In its ruling of 26 June 2019, the Federal Fiscal Court (Bundesfinanzhof, BFH) initially ruled that entrepreneurs could rely on the on the direct application of Art. 64 (1) of the VAT System Directive (VAT Value Added Tax Directive (VAT Directive).
This decision is no longer valid due to the latest case law of the BFH in its ruling of February 1, 2022 – V R 37/21 (V R 16/19)
In its ruling of February 1, 2022 – V R 37/21 (V R 16/19), BStBl II 2022p.
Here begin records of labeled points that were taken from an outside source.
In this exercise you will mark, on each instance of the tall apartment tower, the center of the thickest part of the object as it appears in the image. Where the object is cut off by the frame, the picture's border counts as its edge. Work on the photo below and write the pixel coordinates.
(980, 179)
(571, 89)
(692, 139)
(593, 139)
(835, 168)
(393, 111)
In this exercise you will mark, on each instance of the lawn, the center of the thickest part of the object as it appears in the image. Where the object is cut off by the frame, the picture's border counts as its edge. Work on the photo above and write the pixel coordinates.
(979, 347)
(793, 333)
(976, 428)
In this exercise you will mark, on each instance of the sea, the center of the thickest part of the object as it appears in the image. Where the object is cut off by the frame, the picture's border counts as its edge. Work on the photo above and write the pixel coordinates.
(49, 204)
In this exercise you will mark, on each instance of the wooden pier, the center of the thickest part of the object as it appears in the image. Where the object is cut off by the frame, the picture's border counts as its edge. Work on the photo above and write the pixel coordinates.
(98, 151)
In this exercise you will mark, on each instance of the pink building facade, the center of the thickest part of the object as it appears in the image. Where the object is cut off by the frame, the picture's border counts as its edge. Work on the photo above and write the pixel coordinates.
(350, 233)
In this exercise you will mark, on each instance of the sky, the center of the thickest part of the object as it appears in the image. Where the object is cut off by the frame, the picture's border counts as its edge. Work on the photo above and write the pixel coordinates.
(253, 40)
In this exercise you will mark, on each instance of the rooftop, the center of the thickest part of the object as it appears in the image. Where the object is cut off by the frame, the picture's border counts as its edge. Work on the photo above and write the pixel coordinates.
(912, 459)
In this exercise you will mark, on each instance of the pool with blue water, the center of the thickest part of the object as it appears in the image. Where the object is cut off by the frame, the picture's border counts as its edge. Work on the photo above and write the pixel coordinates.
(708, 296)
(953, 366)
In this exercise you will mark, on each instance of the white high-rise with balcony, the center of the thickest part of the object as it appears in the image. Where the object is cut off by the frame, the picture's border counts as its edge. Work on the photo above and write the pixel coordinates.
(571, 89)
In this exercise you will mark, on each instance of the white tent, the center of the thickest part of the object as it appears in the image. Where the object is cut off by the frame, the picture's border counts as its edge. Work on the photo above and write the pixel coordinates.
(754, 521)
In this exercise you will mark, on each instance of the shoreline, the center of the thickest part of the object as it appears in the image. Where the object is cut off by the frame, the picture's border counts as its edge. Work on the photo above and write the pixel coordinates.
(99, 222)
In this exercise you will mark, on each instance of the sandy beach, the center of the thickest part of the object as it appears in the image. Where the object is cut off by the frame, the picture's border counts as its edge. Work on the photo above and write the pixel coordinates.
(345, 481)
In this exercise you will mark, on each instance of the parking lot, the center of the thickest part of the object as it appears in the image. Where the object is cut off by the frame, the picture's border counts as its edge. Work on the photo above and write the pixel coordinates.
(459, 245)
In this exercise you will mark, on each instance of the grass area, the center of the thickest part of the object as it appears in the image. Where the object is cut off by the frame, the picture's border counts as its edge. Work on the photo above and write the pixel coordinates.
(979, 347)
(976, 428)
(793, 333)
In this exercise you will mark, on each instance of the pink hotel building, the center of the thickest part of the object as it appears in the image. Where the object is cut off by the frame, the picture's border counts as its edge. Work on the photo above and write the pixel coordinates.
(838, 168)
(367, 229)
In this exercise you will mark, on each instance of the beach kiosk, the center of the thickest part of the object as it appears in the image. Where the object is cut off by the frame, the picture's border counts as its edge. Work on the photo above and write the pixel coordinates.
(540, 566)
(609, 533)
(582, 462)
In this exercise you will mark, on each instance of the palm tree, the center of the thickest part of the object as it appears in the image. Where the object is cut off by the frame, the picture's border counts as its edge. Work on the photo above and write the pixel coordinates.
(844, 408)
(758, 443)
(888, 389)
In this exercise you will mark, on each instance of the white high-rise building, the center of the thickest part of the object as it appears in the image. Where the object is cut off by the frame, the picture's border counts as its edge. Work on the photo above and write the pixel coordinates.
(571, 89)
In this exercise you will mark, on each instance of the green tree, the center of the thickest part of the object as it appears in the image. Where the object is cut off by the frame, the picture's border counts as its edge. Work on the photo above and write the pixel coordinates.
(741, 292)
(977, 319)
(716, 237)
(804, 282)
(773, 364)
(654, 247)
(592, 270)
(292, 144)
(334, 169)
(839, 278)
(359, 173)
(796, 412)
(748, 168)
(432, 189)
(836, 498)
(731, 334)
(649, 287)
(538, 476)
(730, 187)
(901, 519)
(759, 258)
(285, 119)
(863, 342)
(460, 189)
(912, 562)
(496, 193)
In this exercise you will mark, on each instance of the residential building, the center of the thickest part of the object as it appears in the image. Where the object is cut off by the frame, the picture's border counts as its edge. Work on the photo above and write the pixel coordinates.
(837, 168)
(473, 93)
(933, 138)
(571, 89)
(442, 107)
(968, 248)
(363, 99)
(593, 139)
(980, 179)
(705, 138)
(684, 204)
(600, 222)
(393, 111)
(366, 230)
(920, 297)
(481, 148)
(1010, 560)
XXX, the BFH has ruled that the accrual of tax pursuant to Section 13 (1) no. 1 letter a sentence 1 UStG is not to be is not limited to claims for payment that are already due.
A partial performance within the meaning of § 13 para. 1 No. 1 letter a sentence 3 UStG, in which the remuneration for certain parts of an economically divisible parts of an economically divisible service, requires a service with a continuous or recurring character.
The national concept of partial performance in Section 13 (1) no. 1 letter a sentence 3 UStG corresponds, at least as a rule, to the definitions of Art. 64 (1) of the VAT Directive, since the economically divisible service is a service with a “continuous or recurring character”.
An application of § 13 para. 1 no. 1 letter a sentence 3 UStG to a one-off service in return for a mere payment in installments is excluded.
This removed the doubts as to the correct implementation of Art. 64 para. 1 VAT Directive by the national concept of partial services, which had previously been raised on the basis of the ECJ ruling of baumgarten sports & more of November 29, 2018 – C-548/17 (EU:C:2018:970) (preliminary ruling on the BFH ruling of June 26, 2019 – V R 8/19 (V R 51/16)) had arisen.
Furthermore, in its above-mentioned ruling of February 1, 2022, the BFH ruled that the agreement of an installment payment does not constitute uncollectibility within the meaning of Section 17 (2) No. 1 UStG.